Thursday, June 25, 2015
Family living in deplorable conditions despite thousands of vacant NYCHA apartments
Jim Hoffer has the story.

BROOKLYN (WABC) -- A family from Brooklyn is pleading for help over what they call deplorable conditions in a New York City public housing apartment.

They've asked NYCHA to move them, but their requests have been rejected even though thousands of apartments are sitting empty.

The Eyewitness News Investigators have seen a lot of stories through the years about bad conditions at public housing, but reporter Jim Hoffer says this one probably tops them all. It is an apartment that's more sieve than shelter, and the city housing authority is seemingly uninterested in placing the family into one of their many empty units.

For 10 years, Paul Levine, his wife and son have lived with leaks.

"This is the way I've got to live," he said. "We covered everything up last night because water coming in. These buckets were changed at 11 last night, three-quarters full."

About a year ago, the leaks became so bad that maintenance workers at the city-run Glenwood Housing put up metal catch basins with drainage hoses.

"It catches the water," he said. "It's tin, catches water comes down here, flows down there, across furniture and into the bucket."

With a ceiling covered in tin, drainage hoses hanging down the wall and buckets covering the floor, life has been tough. And the threat of collapse scared him enough to move his son's bed into the living room.

"This is dangerous," he said. "Pans filled up with water, you hear water coming down on the pans, you hear water between the walls."

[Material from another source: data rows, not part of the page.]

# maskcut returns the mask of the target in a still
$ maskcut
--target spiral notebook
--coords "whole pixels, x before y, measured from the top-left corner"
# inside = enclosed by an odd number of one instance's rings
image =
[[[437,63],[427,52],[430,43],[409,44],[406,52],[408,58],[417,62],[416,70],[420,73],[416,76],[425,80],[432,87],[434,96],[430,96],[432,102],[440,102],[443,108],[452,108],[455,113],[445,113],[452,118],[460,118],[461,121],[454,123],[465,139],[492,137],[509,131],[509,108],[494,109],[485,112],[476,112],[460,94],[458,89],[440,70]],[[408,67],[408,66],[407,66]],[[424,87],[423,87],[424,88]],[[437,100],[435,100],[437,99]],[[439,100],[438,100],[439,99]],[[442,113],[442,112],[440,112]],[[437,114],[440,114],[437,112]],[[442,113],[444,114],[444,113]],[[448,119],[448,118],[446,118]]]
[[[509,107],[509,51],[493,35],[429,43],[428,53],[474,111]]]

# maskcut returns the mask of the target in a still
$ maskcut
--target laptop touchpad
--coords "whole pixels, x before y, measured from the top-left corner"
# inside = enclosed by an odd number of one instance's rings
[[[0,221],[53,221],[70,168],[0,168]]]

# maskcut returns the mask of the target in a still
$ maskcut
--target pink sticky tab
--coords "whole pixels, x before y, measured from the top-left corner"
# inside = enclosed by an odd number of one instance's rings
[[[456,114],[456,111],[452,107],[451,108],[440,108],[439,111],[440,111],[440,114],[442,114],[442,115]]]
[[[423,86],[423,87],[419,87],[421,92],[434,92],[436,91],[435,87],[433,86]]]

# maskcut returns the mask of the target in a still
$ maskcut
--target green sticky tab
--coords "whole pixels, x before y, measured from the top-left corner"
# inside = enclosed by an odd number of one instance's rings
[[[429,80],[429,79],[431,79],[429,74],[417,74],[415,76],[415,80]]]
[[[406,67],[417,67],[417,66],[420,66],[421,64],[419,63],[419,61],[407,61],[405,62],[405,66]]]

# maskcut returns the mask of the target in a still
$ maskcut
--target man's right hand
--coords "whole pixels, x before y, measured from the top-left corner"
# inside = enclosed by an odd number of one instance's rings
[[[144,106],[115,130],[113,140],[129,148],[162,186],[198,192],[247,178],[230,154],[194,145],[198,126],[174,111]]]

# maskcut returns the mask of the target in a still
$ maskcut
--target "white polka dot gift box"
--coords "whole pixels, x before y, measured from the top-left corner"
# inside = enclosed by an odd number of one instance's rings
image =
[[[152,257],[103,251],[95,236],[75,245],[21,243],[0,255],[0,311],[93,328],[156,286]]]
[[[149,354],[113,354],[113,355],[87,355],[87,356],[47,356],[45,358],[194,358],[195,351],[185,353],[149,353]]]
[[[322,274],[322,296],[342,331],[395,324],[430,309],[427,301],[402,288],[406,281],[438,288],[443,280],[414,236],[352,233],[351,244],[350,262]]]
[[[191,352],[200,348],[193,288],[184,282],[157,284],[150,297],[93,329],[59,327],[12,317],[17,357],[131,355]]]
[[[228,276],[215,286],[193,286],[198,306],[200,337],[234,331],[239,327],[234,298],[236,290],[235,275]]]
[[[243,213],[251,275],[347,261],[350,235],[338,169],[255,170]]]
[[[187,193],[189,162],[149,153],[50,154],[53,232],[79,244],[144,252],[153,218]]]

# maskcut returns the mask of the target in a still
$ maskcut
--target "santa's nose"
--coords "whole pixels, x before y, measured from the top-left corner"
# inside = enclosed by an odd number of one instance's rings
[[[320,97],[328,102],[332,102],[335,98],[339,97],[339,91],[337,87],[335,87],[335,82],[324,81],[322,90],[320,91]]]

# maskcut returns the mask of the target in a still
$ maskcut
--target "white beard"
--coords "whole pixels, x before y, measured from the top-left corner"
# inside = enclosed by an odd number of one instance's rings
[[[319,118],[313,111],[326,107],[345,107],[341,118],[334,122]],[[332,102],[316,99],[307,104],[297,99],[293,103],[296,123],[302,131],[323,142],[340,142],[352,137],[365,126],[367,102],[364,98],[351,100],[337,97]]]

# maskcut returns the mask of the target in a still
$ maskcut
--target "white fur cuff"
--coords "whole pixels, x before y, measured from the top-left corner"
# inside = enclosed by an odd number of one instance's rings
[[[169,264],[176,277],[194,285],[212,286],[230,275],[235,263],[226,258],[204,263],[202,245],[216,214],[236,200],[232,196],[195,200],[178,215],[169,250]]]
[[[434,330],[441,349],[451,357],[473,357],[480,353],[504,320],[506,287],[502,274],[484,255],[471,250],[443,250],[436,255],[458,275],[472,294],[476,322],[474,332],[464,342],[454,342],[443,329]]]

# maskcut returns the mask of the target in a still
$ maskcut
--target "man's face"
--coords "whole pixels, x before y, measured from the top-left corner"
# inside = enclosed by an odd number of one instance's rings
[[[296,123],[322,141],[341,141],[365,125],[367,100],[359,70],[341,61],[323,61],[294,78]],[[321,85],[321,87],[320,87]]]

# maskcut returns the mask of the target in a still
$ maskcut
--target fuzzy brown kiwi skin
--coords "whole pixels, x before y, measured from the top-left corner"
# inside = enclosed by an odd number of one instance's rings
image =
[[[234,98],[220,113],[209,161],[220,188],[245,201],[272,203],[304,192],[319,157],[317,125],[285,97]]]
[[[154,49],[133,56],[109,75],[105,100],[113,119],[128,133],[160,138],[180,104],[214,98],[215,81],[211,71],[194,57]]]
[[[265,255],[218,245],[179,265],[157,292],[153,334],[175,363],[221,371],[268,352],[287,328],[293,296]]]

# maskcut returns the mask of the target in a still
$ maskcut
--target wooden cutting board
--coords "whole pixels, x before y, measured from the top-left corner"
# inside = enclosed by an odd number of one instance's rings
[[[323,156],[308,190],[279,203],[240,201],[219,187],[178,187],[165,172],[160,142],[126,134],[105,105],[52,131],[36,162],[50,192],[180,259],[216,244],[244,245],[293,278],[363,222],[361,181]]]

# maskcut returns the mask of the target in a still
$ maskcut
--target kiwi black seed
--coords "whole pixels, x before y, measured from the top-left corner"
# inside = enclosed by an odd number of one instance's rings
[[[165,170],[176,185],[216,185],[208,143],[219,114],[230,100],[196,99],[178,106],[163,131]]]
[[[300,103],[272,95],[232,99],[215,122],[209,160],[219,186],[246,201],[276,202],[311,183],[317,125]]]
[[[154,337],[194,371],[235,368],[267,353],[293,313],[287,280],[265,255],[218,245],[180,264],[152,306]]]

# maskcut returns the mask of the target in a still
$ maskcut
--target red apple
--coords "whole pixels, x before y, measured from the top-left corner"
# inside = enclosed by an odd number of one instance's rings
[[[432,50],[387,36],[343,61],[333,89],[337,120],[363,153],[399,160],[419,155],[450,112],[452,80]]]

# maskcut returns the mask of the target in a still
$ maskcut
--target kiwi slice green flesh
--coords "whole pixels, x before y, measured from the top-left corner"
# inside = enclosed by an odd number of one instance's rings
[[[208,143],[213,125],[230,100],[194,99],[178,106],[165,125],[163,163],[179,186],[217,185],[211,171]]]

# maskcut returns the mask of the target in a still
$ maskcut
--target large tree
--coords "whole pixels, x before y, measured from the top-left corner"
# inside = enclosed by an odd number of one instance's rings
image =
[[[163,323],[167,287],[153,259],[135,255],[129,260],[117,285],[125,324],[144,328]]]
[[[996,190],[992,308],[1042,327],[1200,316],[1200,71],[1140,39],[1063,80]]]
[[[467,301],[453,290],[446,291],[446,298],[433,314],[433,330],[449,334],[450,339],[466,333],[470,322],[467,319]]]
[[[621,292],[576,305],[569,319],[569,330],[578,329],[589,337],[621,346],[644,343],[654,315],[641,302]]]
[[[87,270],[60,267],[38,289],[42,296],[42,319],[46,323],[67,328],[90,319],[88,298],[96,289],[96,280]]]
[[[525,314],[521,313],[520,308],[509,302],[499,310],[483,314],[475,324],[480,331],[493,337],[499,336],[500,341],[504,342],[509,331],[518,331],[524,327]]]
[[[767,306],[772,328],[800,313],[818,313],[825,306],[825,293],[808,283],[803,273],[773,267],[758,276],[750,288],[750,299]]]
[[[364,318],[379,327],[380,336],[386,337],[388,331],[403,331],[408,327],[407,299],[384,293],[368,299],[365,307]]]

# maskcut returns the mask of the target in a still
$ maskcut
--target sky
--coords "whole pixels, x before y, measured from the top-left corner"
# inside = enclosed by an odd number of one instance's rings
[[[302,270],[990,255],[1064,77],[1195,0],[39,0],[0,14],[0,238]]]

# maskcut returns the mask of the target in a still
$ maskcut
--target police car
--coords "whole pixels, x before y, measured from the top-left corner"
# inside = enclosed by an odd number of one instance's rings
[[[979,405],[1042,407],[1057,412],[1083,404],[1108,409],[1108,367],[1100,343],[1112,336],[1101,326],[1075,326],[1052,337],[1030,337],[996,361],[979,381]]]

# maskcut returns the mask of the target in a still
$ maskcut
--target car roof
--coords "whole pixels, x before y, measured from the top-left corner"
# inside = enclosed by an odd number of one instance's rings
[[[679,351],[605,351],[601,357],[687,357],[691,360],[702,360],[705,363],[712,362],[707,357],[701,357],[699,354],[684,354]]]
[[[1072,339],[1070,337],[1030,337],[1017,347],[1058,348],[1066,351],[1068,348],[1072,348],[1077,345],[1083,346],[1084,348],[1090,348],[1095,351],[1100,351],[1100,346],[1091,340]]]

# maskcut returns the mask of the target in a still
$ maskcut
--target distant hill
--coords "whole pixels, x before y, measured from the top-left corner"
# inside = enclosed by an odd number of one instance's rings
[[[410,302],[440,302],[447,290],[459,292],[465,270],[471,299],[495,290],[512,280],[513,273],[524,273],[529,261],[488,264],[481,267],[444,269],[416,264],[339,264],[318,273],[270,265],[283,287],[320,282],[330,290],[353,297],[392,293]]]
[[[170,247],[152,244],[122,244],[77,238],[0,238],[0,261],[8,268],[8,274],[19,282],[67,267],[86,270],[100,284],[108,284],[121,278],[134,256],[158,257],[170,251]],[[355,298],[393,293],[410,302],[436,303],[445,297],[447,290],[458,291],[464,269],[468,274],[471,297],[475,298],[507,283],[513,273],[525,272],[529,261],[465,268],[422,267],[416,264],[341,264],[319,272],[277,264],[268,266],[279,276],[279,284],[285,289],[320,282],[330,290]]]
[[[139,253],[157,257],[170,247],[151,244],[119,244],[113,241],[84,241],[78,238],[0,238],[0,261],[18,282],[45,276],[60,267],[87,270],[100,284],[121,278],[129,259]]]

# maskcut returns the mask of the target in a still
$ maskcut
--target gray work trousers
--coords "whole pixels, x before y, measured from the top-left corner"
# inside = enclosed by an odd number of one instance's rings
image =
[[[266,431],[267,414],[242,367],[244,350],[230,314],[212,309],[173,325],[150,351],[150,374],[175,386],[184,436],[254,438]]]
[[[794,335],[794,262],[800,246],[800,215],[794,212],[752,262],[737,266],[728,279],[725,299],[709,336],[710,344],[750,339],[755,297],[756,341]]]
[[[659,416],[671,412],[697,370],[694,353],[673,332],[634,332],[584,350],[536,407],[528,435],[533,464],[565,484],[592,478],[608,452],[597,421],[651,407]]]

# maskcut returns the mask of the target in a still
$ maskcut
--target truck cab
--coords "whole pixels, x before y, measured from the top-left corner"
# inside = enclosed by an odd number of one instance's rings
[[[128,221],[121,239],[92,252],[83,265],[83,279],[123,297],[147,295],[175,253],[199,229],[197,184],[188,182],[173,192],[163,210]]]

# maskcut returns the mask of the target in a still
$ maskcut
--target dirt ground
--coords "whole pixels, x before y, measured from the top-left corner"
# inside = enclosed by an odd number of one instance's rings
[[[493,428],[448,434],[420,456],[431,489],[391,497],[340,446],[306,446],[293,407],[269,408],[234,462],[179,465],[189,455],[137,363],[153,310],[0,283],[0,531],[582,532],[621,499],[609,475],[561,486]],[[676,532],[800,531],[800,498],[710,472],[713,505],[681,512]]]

He has asked repeatedly for an emergency transfer to another NYCHA apartment, but so far, nothing has happened.

"Paperwork gets put in every six months, they disappear," he said. "'Did you find me an apartment?' 'Can't find paperwork, fill another one out.'"

There has been no emergency transfer even though a newly-released audit by city Comptroller Scott Stringer says NYCHA is sitting on 2,342 vacant apartments.

"These are real apartments that could have been given to real New Yorkers in real need," Stringer said. "And it's shameful."

NYCHA has recently started repairing the roof in Levine's building, although he's not hopeful because he claims the leak troubles began a decade ago after roof construction. At this point, for his health and that of his family, he just wants out and to be placed into one of the thousands of NYCHA's vacant apartments until his is properly fixed.

"The more I ask for help or to go to another house, they say yeah we'll get back to you, or put a ticket in," he said.

In response to this report, NYCHA officials said they have no record that Levine requesting to be moved to another apartment. An agency spokesman says the temporary measures are an effort to contain the leaks until roof replacement work on the building is completed next month. Officials say they are spending millions to replace the roofing on all 20 buildings at the Glenwood Houses.